В поисках Аполлона | страница 64
— А гусеницы махаонов могут быть сейчас? — спросил я, потому что давно мечтал снять и их, но все никак не удавалось.
— Трудно сказать. Но поискать можно. Вон там они могут быть, на той седловинке, видите? На прангосе. Нет, не там, куда вы смотрите. Вот так смотрите, вдоль моей руки! Понятно?
Я послушно посмотрел вдоль руки и действительно увидел седловину. Но она была весьма, весьма далеко от нас…
— Мы сейчас сходим туда, куда я вам обещал, — продолжал между тем Крепс. — Мне профилактический осмотр нужно сделать. Там несколько необычная форма Аполлониуса. Разновидностей много. А потом пройдем вот там и на седловинке поищем гусениц махаона. Хотя гарантировать не могу, что они там окажутся. Вот таким путем пойдем, смотрите.
Я внимательно следил за его указующей рукой, но, честно говоря, сомневался, что указанный им маршрут мы успеем сегодня пройти. Путь по горам совсем не то, что по равнине, и расстояния здесь имеют несколько другую протяженность, а времени оставалось не так уж много, да ведь и силы человеческие тоже имеют предел. Я-то ладно, я привычный, а вот ему с его комплекцией да еще и на голодный желудок… Но ценно уже благое желание. И потом я вообще воспринимал явление Крепса как нечто не вполне объяснимое. Так что… В конце концов я запомню маршрут и когда приеду один… У меня на душе потеплело, когда я представил, что все-таки окажусь когда-нибудь здесь один. Не каждый же раз ходить на веревочке!

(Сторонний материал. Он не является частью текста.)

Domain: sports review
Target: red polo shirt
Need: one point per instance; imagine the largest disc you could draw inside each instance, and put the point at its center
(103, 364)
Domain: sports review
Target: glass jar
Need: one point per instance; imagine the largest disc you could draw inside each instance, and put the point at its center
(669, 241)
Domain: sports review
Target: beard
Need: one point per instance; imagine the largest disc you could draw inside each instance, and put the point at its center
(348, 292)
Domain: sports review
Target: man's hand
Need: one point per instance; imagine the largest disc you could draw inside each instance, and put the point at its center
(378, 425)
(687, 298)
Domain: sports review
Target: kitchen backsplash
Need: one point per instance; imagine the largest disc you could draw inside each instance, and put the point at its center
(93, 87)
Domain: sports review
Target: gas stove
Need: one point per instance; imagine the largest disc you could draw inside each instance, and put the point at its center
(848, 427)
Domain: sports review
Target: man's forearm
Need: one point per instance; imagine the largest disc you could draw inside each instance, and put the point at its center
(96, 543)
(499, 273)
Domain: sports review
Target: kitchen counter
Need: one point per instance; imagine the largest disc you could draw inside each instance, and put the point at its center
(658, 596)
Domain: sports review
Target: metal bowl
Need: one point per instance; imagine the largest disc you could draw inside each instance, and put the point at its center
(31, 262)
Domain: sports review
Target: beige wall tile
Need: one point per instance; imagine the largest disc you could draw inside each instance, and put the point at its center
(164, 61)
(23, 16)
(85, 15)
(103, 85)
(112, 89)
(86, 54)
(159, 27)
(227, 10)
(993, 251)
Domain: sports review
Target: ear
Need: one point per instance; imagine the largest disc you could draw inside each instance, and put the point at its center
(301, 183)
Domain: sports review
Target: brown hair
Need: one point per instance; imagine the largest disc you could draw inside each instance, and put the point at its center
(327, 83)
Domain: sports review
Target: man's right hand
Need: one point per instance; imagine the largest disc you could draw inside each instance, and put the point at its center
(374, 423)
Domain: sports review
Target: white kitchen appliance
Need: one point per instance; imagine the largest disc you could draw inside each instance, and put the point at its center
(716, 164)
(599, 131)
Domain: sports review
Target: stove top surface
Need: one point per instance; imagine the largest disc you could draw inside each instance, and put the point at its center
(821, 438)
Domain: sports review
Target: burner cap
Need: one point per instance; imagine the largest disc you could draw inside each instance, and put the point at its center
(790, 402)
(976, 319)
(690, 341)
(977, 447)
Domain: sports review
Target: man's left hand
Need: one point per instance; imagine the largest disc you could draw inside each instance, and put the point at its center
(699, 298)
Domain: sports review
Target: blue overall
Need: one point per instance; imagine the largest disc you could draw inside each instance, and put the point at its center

Он бережно убрал гусениц в банку, а банку в мешок, и мы пошли. Когда вышли из-под сени ветвей, он остановился и показал мне на сравнительно недалекое плоскогорье:
— Это место мы с сыном назвали «Парнас». Там махаонов много. Но не сейчас. Сейчас поздно. Там уже все отлетали. Это от времени года зависит. Мы в начале мая на «Парнас» ходим, там Аполлониусов нет, но Мнемозины бывают и махаоны. Потом туда, где мы с вами встретились. А еще позже — куда мы с вами идем. Сын ведь по парусникам специализируется, ему все тонкости надо знать. Ну пойдемте, а то времени у нас мало. Не отставайте.
И он зашагал в гору, но продолжал говорить почти без умолку, лишь с трудом переводя дыхание и не оглядываясь. Даже голос его приобрел чуть-чуть другую окраску, когда он вспомнил первый раз о сыне, и теперь именно эта тема была главной в его непрекращающемся монологе.
— Он университет закончил, а сейчас диссертацию пишет. В Чехословакии был недавно на симпозиуме. Что вы, его уже знают за рубежом! Дипломная работа достигает уровня диссертации… Уфф. Но, знаете, не приспособлен к жизни, совсем не приспособлен. И жена его такая же. Я удивляюсь, как они вообще живут. Шефство над ними обоими брать приходится.